Download Philosophical Analysis in the Twentieth Century, Volume 1 Book in PDF, Epub and Kindle

This is a major, wide-ranging history of analytic philosophy since 1900, told by one of the tradition's leading contemporary figures. The first volume takes the story from 1900 to mid-century. The second brings the history up to date. As Scott Soames tells it, the story of analytic philosophy is one of great but uneven progress, with leading thinkers making important advances toward solving the tradition's core problems. Though no broad philosophical position ever achieved lasting dominance, Soames argues that two methodological developments have, over time, remade the philosophical landscape.
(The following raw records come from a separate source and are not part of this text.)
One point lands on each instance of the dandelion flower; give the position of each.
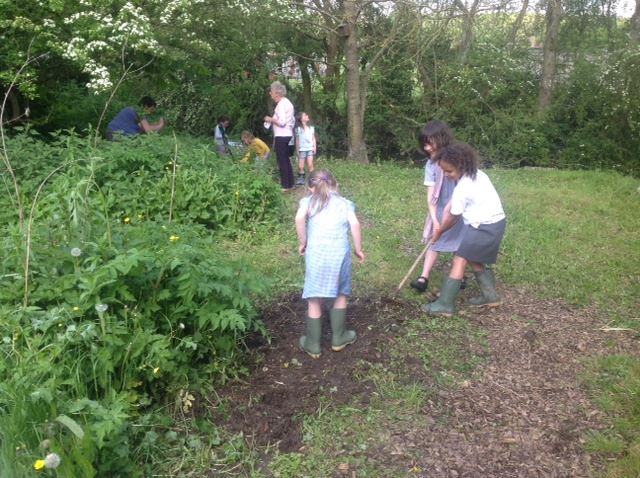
(52, 461)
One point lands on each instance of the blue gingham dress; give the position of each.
(328, 254)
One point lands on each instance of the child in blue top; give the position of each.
(128, 123)
(305, 144)
(475, 203)
(434, 136)
(323, 222)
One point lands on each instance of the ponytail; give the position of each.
(323, 184)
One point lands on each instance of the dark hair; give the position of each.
(147, 102)
(462, 157)
(299, 118)
(323, 184)
(436, 133)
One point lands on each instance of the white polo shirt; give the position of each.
(285, 115)
(477, 200)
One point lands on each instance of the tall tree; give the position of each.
(515, 28)
(469, 16)
(549, 54)
(355, 105)
(634, 25)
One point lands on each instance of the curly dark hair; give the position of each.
(437, 133)
(462, 157)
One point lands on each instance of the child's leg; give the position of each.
(340, 302)
(458, 265)
(314, 308)
(310, 341)
(422, 282)
(445, 305)
(340, 336)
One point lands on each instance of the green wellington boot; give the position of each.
(310, 341)
(489, 296)
(340, 336)
(445, 305)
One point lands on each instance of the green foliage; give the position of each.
(121, 309)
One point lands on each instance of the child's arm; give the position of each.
(356, 234)
(432, 208)
(448, 221)
(301, 230)
(247, 155)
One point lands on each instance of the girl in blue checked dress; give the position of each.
(323, 222)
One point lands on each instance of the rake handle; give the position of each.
(417, 261)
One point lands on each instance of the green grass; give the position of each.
(614, 382)
(571, 235)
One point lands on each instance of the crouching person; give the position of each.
(476, 201)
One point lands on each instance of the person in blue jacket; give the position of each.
(128, 123)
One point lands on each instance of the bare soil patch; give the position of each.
(522, 414)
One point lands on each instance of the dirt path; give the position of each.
(522, 414)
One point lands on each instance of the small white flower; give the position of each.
(52, 460)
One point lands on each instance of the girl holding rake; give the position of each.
(434, 136)
(476, 201)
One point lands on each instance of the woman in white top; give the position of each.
(282, 120)
(477, 202)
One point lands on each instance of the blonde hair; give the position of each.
(279, 89)
(247, 135)
(323, 184)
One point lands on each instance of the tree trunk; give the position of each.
(634, 26)
(355, 119)
(549, 54)
(467, 29)
(513, 34)
(306, 86)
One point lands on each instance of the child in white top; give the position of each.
(477, 202)
(305, 144)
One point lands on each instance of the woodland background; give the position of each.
(550, 83)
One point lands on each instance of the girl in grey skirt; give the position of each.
(476, 201)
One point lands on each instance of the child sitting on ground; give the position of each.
(256, 147)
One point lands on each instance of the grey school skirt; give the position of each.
(481, 244)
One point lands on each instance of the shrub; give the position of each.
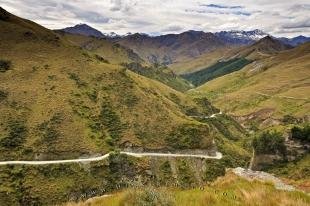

These are (1) analytic philosophers' hard-won success in understanding, and distinguishing the notions of logical truth, a priori truth, and necessary truth, and (2) gradual acceptance of the idea that philosophical speculation must be grounded in sound prephilosophical thought. Though Soames views this history in a positive light, he also illustrates the difficulties, false starts, and disappointments endured along the way. As he engages with the work of his predecessors and contemporaries--from Bertrand Russell and Ludwig Wittgenstein to Donald Davidson and Saul Kripke--he seeks to highlight their accomplishments while also pinpointing their shortcomings, especially where their perspectives were limited by an incomplete grasp of matters that have now become clear. Soames himself has been at the center of some of the tradition's most important debates, and throughout writes with exceptional ease about its often complex ideas. His gift for clear exposition makes the history as accessible to advanced undergraduates as it will be important to scholars. Despite its centrality to philosophy in the English-speaking world, the analytic tradition in philosophy has had very few synthetic histories. This will be the benchmark against which all future accounts will be measured.

On Truth

On Truth
Title On Truth PDF eBook
Author Harry Frankfurt
Publisher Knopf
Pages 114
Release 2006-10-31
Genre Philosophy
ISBN 0307265951

Download On Truth Book in PDF, Epub and Kindle

Having outlined a theory of bullshit and falsehood, Harry G. Frankfurt turns to what lies beyond them: the truth, a concept not as obvious as some might expect.Our culture's devotion to bullshit may seem much stronger than our apparently halfhearted attachment to truth. Some people (professional thinkers) won't even acknowledge "true" and "false" as meaningful categories, and even those who claim to love truth cause the rest of us to wonder whether they, too, aren't simply full of it. Practically speaking, many of us deploy the truth only when absolutely necessary, often finding alternatives to be more saleable, and yet somehow civilization seems to be muddling along. But where are we headed? Is our fast and easy way with the facts actually crippling us? Or is it "all good"? Really, what's the use of truth, anyway?With the same leavening wit and commonsense wisdom that animates his pathbreaking work On Bullshit, Frankfurt encourages us to take another look at the truth: there may be something there that is perhaps too plain to notice but for which we have a mostly unacknowledged yet deep-seated passion. His book will have sentient beings across America asking, "The truth—why didn't I think of that?"